When working with an older version of Azure Pipelines that uses the classic web interface for configuration rather than YAML, here's how you can manage and change your pipeline configurations:

Accessing the Azure DevOps Project:

1. Sign in to Azure DevOps and navigate to your project that contains the Azure Pipelines configuration you need to edit.

Editing a Classic Pipeline:

1. Navigate to Pipelines:

   • Go to the Pipelines section in your Azure DevOps project. This might be under the Build and Release tab in older versions.

2. Select Your Pipeline:

   • Find the pipeline you want to modify. Pipelines are listed with their names. Click on the name of your pipeline.

3. Edit the Pipeline:

   • Click on Edit at the top of the pipeline page. This will open the pipeline editor for the classic pipeline.

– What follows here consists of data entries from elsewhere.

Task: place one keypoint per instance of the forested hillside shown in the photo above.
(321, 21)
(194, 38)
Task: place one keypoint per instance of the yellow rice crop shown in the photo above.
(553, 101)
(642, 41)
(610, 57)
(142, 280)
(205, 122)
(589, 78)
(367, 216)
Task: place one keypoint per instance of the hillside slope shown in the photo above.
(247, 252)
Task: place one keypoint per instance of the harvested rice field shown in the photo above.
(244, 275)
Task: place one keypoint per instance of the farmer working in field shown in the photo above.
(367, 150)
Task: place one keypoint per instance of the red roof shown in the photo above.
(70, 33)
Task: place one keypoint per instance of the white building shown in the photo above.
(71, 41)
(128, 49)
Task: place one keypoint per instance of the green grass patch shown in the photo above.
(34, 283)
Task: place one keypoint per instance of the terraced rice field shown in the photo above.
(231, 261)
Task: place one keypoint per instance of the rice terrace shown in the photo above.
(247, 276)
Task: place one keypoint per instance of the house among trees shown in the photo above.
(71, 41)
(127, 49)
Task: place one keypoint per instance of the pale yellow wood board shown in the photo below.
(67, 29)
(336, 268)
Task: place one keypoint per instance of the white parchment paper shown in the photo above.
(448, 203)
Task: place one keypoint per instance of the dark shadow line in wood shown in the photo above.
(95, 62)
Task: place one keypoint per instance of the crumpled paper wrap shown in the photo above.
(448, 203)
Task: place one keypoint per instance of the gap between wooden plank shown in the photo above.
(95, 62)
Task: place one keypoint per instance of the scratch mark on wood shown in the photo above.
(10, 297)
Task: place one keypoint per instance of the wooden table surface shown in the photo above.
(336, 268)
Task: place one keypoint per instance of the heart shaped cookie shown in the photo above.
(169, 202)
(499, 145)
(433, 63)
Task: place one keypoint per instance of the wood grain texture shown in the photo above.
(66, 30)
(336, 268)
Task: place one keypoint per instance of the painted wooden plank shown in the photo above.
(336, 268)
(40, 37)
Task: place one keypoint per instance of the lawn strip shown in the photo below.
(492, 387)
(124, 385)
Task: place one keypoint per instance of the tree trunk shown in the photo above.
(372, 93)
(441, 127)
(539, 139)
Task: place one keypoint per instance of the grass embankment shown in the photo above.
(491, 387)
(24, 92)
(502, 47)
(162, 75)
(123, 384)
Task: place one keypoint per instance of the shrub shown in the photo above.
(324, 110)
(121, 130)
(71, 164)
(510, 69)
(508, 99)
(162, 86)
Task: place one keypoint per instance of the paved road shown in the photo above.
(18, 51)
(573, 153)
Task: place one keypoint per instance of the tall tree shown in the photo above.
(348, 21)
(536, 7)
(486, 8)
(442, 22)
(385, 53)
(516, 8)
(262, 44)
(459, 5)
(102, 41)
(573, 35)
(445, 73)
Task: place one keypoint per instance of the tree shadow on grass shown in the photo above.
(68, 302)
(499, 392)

Making Configuration Changes:

Adding or Modifying Tasks:

• Tasks Tab: Here, you'll see the list of tasks currently configured for this phase of the pipeline.

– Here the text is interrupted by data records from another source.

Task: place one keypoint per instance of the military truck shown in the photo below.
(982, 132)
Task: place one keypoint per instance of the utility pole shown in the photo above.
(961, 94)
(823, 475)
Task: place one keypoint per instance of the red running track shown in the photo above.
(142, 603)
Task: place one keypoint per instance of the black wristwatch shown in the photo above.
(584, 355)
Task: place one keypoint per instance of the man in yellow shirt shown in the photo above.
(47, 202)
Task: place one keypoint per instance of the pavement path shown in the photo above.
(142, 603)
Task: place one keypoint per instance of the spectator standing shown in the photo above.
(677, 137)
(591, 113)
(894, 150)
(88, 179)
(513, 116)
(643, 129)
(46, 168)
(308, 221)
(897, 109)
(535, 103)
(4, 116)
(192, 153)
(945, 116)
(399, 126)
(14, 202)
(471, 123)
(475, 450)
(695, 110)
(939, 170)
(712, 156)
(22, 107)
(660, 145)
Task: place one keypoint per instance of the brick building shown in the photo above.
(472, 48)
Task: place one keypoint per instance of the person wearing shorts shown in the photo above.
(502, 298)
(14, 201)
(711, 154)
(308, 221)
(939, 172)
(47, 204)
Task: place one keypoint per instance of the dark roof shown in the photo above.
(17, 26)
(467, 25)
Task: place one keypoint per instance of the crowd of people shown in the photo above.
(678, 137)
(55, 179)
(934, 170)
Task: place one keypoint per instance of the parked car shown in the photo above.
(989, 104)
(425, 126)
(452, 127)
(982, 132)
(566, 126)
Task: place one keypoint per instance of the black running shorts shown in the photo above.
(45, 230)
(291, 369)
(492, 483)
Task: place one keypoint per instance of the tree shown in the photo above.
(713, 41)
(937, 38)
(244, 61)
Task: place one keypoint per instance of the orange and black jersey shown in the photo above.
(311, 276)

  • To add a new task, click on the + (plus) icon or drag and drop from the list on the right side which shows all available tasks.
  • To edit an existing task, click on the task in the list. You can then change the settings, such as:
  • Inputs: Modify inputs like source code locations, build configurations, etc.
  • Control Options: Enable or disable continue on error, custom conditions for task execution, etc.
  • Environment Variables: Set or modify environment variables for the task.

• Build Steps or Release Steps: Depending on if you're working on a build or release pipeline, you'll adjust tasks accordingly.

Changing Triggers:

• Triggers Tab:
  • Continuous Integration (CI): For build pipelines, you can enable or disable CI triggers, which automatically start a build when changes are pushed to the repository.
  • Scheduled: Set up scheduled builds if your pipeline needs to run at specific times.
  • Gated Check-In: If using TFVC (Team Foundation Version Control), you can configure gated check-ins.

Variables:

• Variables Tab:
  • Here you can define or edit variables used across your pipeline:
  • Pipeline Variables: These are scoped to the entire pipeline unless overridden at a lower level.
  • Stage Variables: For release pipelines, variables can be scoped to specific stages.
  • Settable at release time: Optionally allow users to change variable values when initiating a release.

Options:

• Options Tab:
  • Contains settings like:
  • Build number format: How build numbers are generated.
  • Agent pool: Where the job should run (Microsoft-hosted or self-hosted agent).
  • Demands: Specify capabilities required on the agent.
  • Create work item on failure: Automatically create a work item if the build fails.

Retention Policies:

• Retention: While more applicable to releases, in older builds, you might have retention settings for how long to keep artifacts or logs.

Saving Changes:

• After making your changes, click Save at the top. You can also choose Save & queue to save and immediately start a new run with the updated configuration.

Testing Changes:

• Queue a New Build or Release: After saving, queue a new build or release to test your changes. Review the logs to ensure everything works as expected.

Advanced Configuration:

• Service Connections: If you need to change how your pipeline connects to external services (like Azure subscriptions for deployment), go to Project Settings > Service Connections and manage them there.

• Security: Adjust permissions for who can edit the pipeline or view its results under Pipeline settings or Security tab.

Remember, with classic pipelines, you might not have all the features that YAML pipelines offer in newer versions of Azure Pipelines, like some advanced triggers or conditions, but these steps will cover most of the configuration changes you might need in an older setup.